Treasury Secretary Timothy Geithner talked about the Obama administration’s support for corporate tax reform during and after a speech on Wednesday.

The speech, at Johns Hopkins University’s School of Advanced International Studies, was mainly about the economic relationship between China and the U.S. However, Geithner remarked on tax reform toward the end of his speech and was asked about it afterward, ahead of a meeting planned for Friday with corporate CFOs from companies such as Microsoft and Cisco Systems.

“And we must restore fiscal responsibility,” Geithner said during the speech. “This will require the government to spend less and spend more wisely, so that we can afford to make the investments that are critical to future growth. And it will require tax reform that produces a system that is more simple and more fair, that encourages growth and investment, and that will help restore fiscal sustainability.”

After the speech, according to Reuters, he elaborated on the administration’s plans for tax reform. “"We're examining whether we can find political support for a comprehensive tax reform — revenue neutral — but that would improve incentives for investing in the United States,” he said.

Geithner also drew a distinction between the statutory corporate income tax rates of up to 35 percent and corporations’ effective tax rates, which are frequently lower.

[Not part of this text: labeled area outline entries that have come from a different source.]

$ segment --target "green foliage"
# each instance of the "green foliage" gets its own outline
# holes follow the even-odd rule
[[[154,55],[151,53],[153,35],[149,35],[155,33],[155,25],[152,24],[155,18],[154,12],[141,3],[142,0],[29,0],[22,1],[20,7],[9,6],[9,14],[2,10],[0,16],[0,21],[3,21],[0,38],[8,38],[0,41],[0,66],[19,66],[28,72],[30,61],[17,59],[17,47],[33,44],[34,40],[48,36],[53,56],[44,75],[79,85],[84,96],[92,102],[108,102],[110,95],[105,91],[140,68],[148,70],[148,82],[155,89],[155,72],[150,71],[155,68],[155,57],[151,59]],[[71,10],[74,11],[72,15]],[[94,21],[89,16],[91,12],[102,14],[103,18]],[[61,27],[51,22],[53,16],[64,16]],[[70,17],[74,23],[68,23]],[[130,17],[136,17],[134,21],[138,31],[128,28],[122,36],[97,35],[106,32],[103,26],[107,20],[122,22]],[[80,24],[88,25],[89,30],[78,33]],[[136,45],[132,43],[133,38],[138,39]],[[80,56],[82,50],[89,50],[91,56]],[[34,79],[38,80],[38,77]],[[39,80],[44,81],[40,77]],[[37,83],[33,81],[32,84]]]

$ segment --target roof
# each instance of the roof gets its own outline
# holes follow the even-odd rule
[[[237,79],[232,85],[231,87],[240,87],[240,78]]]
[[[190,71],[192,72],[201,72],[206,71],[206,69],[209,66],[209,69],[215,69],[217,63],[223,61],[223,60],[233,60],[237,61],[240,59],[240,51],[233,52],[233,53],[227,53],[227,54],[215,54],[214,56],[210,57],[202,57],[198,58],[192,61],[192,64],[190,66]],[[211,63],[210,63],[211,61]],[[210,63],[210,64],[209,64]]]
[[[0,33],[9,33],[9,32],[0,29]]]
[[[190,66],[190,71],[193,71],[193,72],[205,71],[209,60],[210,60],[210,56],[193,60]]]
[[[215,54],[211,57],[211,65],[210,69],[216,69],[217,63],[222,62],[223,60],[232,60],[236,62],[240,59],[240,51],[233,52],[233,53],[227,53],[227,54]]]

Many proponents of lowering the corporate tax rate point out that the relatively high statutory corporate tax rate makes the U.S. uncompetitive with other industrialized countries. "Although our effective tax rates for corporates are roughly even, our rates are roughly the average of the other major economies; our statutory rates are much higher," he said.

Geithner, however, noted that corporations might decide where to invest depending on the tax rates in effect. “There are limits [to what] we can do in terms of how we can go about reform without taking .... that into consideration," he said, according to Reuters.